İLÂHÎ DİN MİLLİ DİNİN GÖLGESİNDE KALDI!

Yazarımız Abdulbaki ÇAĞATAY'ın Yazısı;


 

Tarih boyunca “dini değerleri milli değerlere” feda eden, “dini değerleri milli değerler” için kullanan insanlar, devletler, güçler olmuştur. Mısırlı yazar Dr. Fehmi Şinavi bir eserinde şöyle bir tespitte bulunur: “Araplar, Farslar ve Türkler, İslam'ı kendi devlet siyasetlerine sürekli kurban etmişlerdir.” Dr. Fehmi Şinavi’nin bu tespiti oluşturulan “milli dinin” gönderilen  “ilahi dine” nasıl galip getirildiğini ifade etmektedir.

Doğrusu tam da bu noktada “endad, şürekâ, esnam ve evsan” kavramları ile ifade edilen sahte kutsallar, sahte kanunlar insanın aklına gelmektedir.. Saygıda, sevgide ve korkuda Allah’ın rakibinin olmadığını bize öğreten tevhid akidesi; dini değerlerin önünde ve üstünde tutulan bu sahte kutsallara karşı savaş açmamış mıydı? Bu konuda nice peygamberleri aldatıcılara ve azgın tağutlara feda eden İsrail oğullarının kıssaları canlanıyor zihnimizde. Gerçekten tam da bu noktada münzel olan ilahi dinin muharref olan şeriatlara nasıl kurban edildiğinin ibretlik tablolarını görüyoruz.

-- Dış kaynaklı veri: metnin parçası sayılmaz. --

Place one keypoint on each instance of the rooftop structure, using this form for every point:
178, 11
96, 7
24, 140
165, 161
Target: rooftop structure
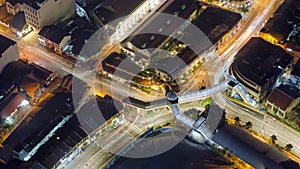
10, 105
39, 13
110, 10
5, 44
216, 22
258, 65
31, 133
8, 51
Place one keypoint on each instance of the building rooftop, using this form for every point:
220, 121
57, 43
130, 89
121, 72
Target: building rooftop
64, 140
296, 70
18, 21
33, 129
10, 104
5, 44
14, 2
157, 31
283, 96
35, 4
53, 33
6, 87
260, 61
110, 10
29, 85
216, 22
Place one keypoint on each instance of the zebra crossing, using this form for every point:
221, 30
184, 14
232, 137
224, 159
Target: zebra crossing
130, 126
206, 73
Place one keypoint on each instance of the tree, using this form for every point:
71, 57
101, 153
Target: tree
273, 139
289, 147
237, 120
248, 125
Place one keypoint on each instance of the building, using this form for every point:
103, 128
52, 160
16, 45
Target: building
54, 38
283, 27
150, 36
39, 13
110, 10
8, 51
16, 71
14, 6
35, 130
218, 24
295, 74
259, 65
18, 25
6, 88
283, 99
9, 107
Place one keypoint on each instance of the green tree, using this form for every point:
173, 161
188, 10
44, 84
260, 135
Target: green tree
248, 125
289, 147
237, 120
273, 139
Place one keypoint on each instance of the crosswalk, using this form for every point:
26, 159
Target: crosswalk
131, 127
207, 73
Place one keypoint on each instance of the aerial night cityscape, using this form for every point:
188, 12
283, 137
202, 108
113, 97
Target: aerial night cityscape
150, 84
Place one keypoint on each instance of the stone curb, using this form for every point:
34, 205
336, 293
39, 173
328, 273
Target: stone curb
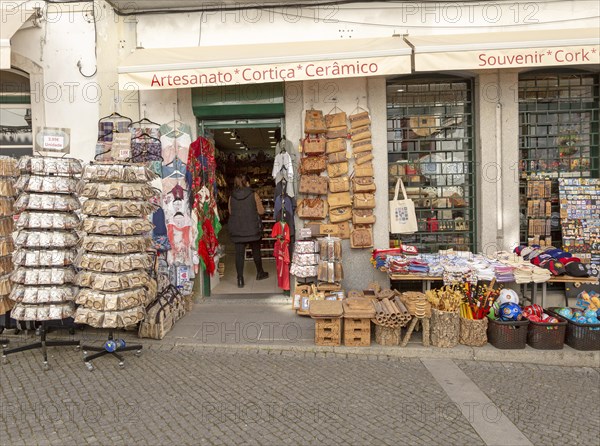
567, 357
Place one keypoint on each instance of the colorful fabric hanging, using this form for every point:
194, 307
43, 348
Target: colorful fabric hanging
281, 252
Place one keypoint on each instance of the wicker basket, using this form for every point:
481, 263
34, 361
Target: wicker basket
410, 299
508, 335
357, 332
387, 336
579, 336
328, 331
546, 336
473, 332
445, 328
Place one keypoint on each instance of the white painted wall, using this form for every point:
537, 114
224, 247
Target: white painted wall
359, 21
63, 97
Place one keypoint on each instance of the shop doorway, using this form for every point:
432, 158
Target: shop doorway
244, 146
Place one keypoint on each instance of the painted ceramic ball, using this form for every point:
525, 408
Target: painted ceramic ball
507, 296
566, 312
510, 311
494, 311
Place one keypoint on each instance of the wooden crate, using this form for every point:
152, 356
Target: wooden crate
328, 331
387, 335
357, 332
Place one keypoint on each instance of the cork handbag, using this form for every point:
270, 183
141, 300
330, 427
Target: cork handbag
360, 133
363, 184
344, 230
340, 214
313, 184
312, 209
312, 164
359, 119
337, 132
361, 237
364, 170
314, 122
337, 157
363, 217
362, 146
339, 200
363, 157
336, 145
314, 146
335, 119
339, 184
364, 201
337, 170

 Allah Talut’u seçtiğinde israiloğullarının sahte kutsallarına uymadığı için karşı çıktılar. Davud ve Süleyman’ı seçtiğinde sahte kutsallarına uymadıkları için onlara iftiralar attılar, tuzaklar kurdular. Savundukları ve bekledikleri son peygamber geldiğinde yine onların sahte kanunlarına ve sahte kutsallarına uymadığı için herkesten önce karşı çıktılar. Aslında onlar “ümmi peygamberi” hayallerinde oluşturdukları “milli peygamber”e feda etmişlerdi.

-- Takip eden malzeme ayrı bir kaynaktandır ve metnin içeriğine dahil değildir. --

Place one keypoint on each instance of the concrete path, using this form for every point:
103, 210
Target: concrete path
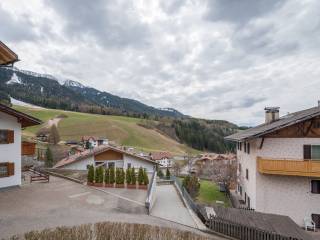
64, 203
169, 206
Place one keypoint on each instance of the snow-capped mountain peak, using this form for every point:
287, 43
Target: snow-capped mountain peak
71, 83
14, 79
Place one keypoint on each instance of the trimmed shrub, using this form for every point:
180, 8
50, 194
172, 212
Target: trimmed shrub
145, 178
128, 176
107, 176
118, 177
168, 173
160, 173
90, 177
99, 175
140, 176
133, 176
192, 185
112, 175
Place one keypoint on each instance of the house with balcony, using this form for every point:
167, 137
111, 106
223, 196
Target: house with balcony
279, 165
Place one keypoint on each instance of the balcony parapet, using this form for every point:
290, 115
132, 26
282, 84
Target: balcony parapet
289, 167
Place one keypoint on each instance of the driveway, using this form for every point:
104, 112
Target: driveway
63, 203
169, 206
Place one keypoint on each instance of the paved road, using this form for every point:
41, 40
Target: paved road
169, 206
63, 203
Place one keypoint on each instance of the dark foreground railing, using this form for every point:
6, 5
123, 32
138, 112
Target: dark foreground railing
243, 232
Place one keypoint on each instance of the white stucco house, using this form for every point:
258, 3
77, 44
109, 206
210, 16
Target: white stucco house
11, 122
92, 142
279, 165
108, 156
164, 159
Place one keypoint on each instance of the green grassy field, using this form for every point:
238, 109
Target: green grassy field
122, 130
209, 193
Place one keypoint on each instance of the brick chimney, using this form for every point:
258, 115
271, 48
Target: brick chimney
272, 114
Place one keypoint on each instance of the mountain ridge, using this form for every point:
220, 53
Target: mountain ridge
48, 91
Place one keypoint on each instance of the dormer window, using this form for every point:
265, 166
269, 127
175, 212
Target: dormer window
6, 136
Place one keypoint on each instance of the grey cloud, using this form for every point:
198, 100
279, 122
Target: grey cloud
245, 102
239, 11
15, 30
110, 23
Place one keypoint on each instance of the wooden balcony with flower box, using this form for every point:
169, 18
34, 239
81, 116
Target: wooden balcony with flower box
289, 167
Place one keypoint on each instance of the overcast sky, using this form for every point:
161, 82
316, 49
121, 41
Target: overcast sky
216, 59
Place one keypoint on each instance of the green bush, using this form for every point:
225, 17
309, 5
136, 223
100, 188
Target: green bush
160, 173
145, 178
140, 176
192, 185
90, 174
112, 175
133, 176
99, 175
128, 176
168, 173
122, 176
107, 176
118, 177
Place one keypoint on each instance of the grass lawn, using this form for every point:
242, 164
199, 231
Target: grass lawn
209, 193
122, 130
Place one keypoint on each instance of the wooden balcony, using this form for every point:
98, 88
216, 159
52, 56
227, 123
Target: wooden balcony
286, 167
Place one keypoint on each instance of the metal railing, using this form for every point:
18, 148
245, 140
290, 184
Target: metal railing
243, 232
185, 195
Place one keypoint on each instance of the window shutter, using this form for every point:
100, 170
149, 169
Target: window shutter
306, 151
10, 169
10, 136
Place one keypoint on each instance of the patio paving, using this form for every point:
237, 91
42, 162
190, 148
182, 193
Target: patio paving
64, 203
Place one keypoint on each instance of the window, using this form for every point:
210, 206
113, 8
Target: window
311, 152
111, 165
6, 136
6, 169
315, 186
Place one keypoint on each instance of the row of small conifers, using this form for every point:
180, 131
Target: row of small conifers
117, 177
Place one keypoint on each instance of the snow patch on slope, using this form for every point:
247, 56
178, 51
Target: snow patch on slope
23, 104
14, 79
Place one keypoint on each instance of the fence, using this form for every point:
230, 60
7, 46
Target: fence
188, 199
243, 232
151, 194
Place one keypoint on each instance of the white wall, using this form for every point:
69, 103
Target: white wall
286, 195
79, 165
11, 152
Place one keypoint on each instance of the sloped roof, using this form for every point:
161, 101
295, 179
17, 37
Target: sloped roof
160, 155
279, 224
285, 121
7, 56
92, 152
25, 119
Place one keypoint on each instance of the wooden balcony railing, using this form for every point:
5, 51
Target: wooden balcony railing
304, 168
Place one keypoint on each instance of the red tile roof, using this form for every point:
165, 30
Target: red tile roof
92, 152
160, 155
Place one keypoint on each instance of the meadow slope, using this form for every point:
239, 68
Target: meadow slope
122, 130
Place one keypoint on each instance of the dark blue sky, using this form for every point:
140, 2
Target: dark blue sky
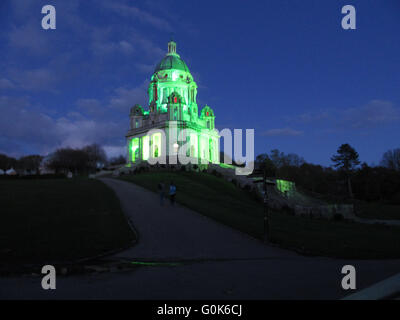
285, 68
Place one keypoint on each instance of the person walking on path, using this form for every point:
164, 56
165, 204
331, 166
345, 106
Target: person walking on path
161, 191
172, 193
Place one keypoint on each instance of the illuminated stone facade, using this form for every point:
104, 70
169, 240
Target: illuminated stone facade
172, 119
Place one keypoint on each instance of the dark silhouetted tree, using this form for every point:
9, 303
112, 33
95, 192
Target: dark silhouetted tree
391, 159
7, 162
346, 160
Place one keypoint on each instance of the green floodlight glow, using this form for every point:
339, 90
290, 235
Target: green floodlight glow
284, 185
135, 149
156, 145
146, 147
226, 166
172, 97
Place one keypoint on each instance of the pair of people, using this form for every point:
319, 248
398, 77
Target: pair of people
171, 192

 “Kendilerine ellerindekini tasdik eden bir kitap gelince onu inkâr ettiler. Oysa daha önce inkârcılara karşı yardım istiyorlardı. Tanıyıp bildikleri kendilerine gelince ise onu inkâr ettiler. Allah’ın laneti inkârcıların üzerine olsun.” (Bakara Suresi-89)

  Onun için Allah Teâlâ onlara “Onu ilk inkâr eden siz olmayın” (Bakara-41) buyurmaktadır. Yani eğer bu peygambere karşı itiraz edilecekse bile o itiraz etme hakkı en son size düşer. Çünkü o sizin deliliniz, sizin cevabınız, sizin beklentiniz ve sizin duanızdı. Şimdi ne oldu da beklediğiniz bu peygamberi kabul etmiyorsunuz?...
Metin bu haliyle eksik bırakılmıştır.